He’d loved this room as a lad. Even when he’d been summoned within its walls for a lecture, the books had seemed to comfort him, the desk had suggested that his father meant business while the thick rugs would soften the blow. As had his father’s smile once the lecture had reached its end.
Odd to be here again and to know he’d never hear that voice, see that smile again. Felt like a wound that had healed but still ached when it rained.
It rained right now.
“I’m not hungry,” Jackson said. “Let’s find the thing and be done with it.” Surely he could open up the desk drawers, rummage around a bit, and find the manuscript, then he could lock himself away with it and get to work completing his father’s legacy while doing his best to avoid the warm woman beside him. And that ache in his chest from the familiar room, the memory.
She strode to the bellpull and gave it a yank. “You may be fine, but I need coffee. Now sit and be a good little scholar while we wait for the tea and toast.”
He propped a hip against his father’s old desk and raised a brow. “Feeling a tad… domineering this morning, Gweny?”
She hid a smile. “If you weren’t in need ofconstantguidance, I wouldn’t have to tell you what to do.”
A maid entered, and after Gwendolyn made her request and the maid left again, she said, “You’ve not even shaved today. Do at least remember to wear your glasses.”

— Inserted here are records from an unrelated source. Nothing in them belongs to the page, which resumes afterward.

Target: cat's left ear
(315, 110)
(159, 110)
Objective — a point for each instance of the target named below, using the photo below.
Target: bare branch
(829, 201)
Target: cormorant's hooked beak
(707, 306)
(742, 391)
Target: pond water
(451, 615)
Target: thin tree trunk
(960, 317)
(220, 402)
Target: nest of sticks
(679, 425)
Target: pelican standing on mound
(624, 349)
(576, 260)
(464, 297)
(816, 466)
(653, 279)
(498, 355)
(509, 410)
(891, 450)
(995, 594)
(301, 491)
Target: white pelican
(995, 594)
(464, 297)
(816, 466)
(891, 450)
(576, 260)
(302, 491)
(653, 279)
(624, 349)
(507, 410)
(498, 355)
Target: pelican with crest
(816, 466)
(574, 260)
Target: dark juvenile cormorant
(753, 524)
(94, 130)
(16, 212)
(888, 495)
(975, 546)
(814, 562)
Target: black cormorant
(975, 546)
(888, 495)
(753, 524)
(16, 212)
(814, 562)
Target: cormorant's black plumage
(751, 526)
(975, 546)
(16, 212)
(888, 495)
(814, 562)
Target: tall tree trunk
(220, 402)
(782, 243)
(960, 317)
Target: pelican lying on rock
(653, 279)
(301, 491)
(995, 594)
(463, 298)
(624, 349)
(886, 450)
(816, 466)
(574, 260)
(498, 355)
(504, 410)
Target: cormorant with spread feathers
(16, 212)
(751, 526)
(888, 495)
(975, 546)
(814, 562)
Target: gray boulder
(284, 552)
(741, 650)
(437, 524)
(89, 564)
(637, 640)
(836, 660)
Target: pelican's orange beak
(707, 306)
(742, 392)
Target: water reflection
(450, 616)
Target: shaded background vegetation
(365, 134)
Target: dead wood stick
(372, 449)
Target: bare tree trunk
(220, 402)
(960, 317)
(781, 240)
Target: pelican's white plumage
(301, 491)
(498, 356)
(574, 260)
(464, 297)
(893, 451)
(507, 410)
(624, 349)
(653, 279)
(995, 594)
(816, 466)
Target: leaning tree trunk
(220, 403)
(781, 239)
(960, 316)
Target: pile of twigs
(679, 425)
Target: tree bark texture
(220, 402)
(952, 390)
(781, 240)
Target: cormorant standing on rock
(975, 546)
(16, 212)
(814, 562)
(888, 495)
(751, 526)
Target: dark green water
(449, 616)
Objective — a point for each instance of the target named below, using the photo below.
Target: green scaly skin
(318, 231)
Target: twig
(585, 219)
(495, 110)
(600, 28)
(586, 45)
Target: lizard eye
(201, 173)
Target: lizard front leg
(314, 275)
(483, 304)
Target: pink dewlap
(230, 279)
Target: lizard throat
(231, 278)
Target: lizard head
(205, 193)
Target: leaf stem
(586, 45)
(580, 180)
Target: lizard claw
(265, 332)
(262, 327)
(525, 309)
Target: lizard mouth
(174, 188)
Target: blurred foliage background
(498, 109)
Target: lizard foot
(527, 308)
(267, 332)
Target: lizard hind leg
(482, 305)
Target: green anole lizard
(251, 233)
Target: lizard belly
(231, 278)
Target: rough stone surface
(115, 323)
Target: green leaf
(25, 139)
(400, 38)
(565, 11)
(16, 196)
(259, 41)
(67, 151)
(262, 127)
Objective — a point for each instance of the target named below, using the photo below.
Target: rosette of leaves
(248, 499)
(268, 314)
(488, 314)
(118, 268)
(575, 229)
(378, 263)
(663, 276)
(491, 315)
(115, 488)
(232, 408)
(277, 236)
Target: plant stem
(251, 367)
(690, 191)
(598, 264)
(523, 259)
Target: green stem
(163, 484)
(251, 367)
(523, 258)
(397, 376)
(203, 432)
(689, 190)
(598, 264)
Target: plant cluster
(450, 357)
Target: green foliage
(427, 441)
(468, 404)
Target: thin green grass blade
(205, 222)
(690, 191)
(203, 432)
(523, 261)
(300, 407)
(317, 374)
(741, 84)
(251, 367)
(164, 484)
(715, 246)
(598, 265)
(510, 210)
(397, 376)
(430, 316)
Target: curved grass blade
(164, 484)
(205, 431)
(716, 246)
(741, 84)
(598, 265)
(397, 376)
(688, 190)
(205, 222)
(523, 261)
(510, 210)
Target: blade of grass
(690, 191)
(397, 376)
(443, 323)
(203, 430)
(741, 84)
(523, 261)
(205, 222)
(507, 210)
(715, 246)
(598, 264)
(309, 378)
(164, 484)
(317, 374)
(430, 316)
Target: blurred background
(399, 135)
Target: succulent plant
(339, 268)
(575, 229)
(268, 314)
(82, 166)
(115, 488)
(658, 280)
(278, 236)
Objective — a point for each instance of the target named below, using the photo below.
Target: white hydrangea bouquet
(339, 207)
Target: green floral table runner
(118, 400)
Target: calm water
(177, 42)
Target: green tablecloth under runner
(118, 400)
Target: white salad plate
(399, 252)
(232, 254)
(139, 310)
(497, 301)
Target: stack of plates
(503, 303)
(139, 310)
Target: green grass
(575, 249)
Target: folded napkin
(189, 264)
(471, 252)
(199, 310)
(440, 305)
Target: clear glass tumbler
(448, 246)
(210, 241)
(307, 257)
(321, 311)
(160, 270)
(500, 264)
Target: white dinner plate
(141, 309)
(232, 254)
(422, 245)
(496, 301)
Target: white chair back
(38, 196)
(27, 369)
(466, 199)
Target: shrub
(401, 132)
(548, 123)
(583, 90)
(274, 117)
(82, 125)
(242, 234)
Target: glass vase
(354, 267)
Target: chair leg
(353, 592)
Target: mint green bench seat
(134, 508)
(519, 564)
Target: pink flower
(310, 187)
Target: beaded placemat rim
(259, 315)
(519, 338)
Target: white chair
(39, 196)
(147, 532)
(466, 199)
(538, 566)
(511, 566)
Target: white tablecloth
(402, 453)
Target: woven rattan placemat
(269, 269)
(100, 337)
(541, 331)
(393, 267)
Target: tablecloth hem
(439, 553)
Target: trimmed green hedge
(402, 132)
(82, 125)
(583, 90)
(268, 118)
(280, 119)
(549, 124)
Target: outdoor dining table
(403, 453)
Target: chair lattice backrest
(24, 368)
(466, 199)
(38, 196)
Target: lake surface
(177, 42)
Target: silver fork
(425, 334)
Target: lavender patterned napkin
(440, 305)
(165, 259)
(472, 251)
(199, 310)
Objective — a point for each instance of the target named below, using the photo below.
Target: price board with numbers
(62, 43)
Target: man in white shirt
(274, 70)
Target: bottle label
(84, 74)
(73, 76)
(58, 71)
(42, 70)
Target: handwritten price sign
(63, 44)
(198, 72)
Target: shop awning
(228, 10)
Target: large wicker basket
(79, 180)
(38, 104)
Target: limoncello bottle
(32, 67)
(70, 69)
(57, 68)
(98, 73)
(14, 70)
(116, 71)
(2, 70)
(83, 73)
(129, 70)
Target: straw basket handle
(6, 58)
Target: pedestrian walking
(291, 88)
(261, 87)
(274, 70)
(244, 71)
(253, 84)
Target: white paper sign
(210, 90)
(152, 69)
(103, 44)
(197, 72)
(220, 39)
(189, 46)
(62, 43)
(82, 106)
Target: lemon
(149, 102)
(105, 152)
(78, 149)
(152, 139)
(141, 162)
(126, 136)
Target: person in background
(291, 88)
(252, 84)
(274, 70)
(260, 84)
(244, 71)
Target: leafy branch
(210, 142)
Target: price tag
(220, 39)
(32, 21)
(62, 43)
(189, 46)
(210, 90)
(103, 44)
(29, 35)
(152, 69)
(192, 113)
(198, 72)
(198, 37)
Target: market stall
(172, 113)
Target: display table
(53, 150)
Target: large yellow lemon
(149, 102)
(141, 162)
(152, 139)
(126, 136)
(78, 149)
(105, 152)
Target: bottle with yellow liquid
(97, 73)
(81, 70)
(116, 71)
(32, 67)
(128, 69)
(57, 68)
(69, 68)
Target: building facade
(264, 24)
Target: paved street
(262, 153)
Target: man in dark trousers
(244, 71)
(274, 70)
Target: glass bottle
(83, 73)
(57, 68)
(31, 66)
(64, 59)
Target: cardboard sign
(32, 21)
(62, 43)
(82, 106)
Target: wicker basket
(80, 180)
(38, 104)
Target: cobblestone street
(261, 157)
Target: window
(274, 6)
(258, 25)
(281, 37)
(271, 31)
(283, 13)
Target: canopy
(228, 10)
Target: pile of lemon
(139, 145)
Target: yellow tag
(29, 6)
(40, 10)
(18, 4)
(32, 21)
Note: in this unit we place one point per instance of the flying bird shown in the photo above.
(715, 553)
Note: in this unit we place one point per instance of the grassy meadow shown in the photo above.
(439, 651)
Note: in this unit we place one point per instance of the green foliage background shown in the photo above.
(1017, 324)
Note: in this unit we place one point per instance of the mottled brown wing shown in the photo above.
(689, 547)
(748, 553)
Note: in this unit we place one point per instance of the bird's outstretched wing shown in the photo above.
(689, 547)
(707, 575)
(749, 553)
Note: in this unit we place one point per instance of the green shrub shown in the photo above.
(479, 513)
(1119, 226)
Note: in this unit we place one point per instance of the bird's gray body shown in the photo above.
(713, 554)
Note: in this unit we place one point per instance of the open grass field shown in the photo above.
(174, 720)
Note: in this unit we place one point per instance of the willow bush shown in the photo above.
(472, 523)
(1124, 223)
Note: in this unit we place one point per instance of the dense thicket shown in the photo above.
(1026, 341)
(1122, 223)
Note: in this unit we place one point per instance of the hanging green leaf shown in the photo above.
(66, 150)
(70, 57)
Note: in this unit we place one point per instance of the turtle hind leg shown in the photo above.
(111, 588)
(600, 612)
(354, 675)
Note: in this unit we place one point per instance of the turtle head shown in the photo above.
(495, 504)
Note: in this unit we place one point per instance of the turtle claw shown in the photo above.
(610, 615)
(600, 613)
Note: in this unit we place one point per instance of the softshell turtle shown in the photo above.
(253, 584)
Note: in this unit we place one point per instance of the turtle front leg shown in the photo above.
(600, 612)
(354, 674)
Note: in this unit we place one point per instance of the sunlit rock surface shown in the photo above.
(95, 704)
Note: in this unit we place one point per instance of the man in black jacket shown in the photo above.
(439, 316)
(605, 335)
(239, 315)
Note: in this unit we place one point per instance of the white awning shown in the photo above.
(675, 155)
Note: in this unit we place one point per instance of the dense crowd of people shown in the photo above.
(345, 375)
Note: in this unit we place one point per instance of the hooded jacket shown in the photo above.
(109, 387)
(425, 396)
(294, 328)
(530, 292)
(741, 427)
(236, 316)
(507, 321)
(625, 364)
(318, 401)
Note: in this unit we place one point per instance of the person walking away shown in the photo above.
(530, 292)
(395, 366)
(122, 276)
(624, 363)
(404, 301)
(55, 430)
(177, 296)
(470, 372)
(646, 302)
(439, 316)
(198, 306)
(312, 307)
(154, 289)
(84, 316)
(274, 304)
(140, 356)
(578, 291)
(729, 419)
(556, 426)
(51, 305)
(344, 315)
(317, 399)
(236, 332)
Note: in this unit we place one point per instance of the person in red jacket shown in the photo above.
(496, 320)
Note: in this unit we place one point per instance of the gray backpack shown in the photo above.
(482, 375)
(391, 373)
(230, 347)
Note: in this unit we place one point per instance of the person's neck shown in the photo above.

He pulled them slowly from his waistcoat pocket, holding her gaze, unfolding them at a glacial pace, and sliding them onto his ears. “Happy, Miss Smith?”
The rise and fall of her chest stopped for one brief moment, and she sucked her lower lip between her teeth.
Liked his glasses, did she? He’d have to wear them more often.
“I suppose,” she said, “I am somewhat appeased.” She dropped her gaze and busied herself running a finger and a studied eye over the shelved books on one side of the room.
So easy to fall into a playful rhythm with her despite the hurt and longing, despite a future of nothing between them.
How the hell could that be? No future between them when they could run together so smoothly and happily in moments like this?
He sauntered forward until he almost pressed against the length of her body from the side. He reached up and flicked that little devil’s horn of a lock of hair that liked to curl up above her ear. “I’m not the only one disheveled this morning.”
She swatted his hand away then paced away from him. “Bah. You know it will not be tamed, no matter my efforts.”
He did not approach her again. He’d promised not to. He must remember.
The tea cart came, and when she sat in a chair at a low table, he did not join her in the chair opposite. Instead, he popped behind the desk. Best to be done with this. Top right drawer first. Not more than two minutes of perusal proved it empty of Jackson’s prize. The top left drawer, though filled with bits and bobbles, proved similarly useless. No manuscript there. He rummaged through the rest of the drawers on the left, then moved back over to the right. Nothing in any of them. Some of them entirely empty. Did the damn desk have hidden drawers? He looked for them, knew where and how to find them but found nothing.
“Good morning, Miss Smith. Where’s Jackson?”
Jackson popped up from behind a desk. “Uncle.”
“Zeus, what’s happened to you?” He gestured to Jackson’s head.
Jackson reached up—a complete tangle sprinkled liberally in dust. Lovely. He swept his gold-rimmed glasses from his face and pinched the bridge of his nose. “It’s not here. It’s not here.” He came to his feet, holding his hands out flat, palm up, empty. “Where the hell is it?”
“We’ll find it, my boy,” Uncle said. “Don’t worry. Sit down and have some tea.” He lounged on a nearby sofa, his feet kicked up onto a low table, a scone slathered with dark jam in one hand, a teacup sloshing cream-lightened tea in the other. “Join Miss Smith and I. Break your fast.” He waved the teacup toward Jackson.
Jackson disappeared into the desk’s drawers again. Had he missed something? It was a desk. His father’s most-used one. Where else was a manuscript of a book meant to be? But a second search proved no more successful.
He strode out from behind the desk and walked with dead steps toward the table and the tea tray. Gwendolyn sat on the edge of a seat near his uncle, no other chairs within arm’s reach. He couldn’t sit near her even if he wanted to, so he dropped into a chair as far from Gwendolyn as it was possible to get and stabbed his fingers through his hair, doing little to smooth it, only more evenly spreading the dust throughout.
“Why wouldn’t he put it in the desk?” he asked to no one in particular. More the ghost of his dead father than anyone else.
Lord Eaden grinned. “Did you expect this to be easy? Your father was superstitious about his work. Didn’t even let me see it unless he thought it complete. Melinda had to wait as well.”
“Melinda?” Gwendolyn asked, reaching for a scone.
“My mother’s given name.”
“Very pretty,” Gwendolyn mumbled, reaching for a pastry.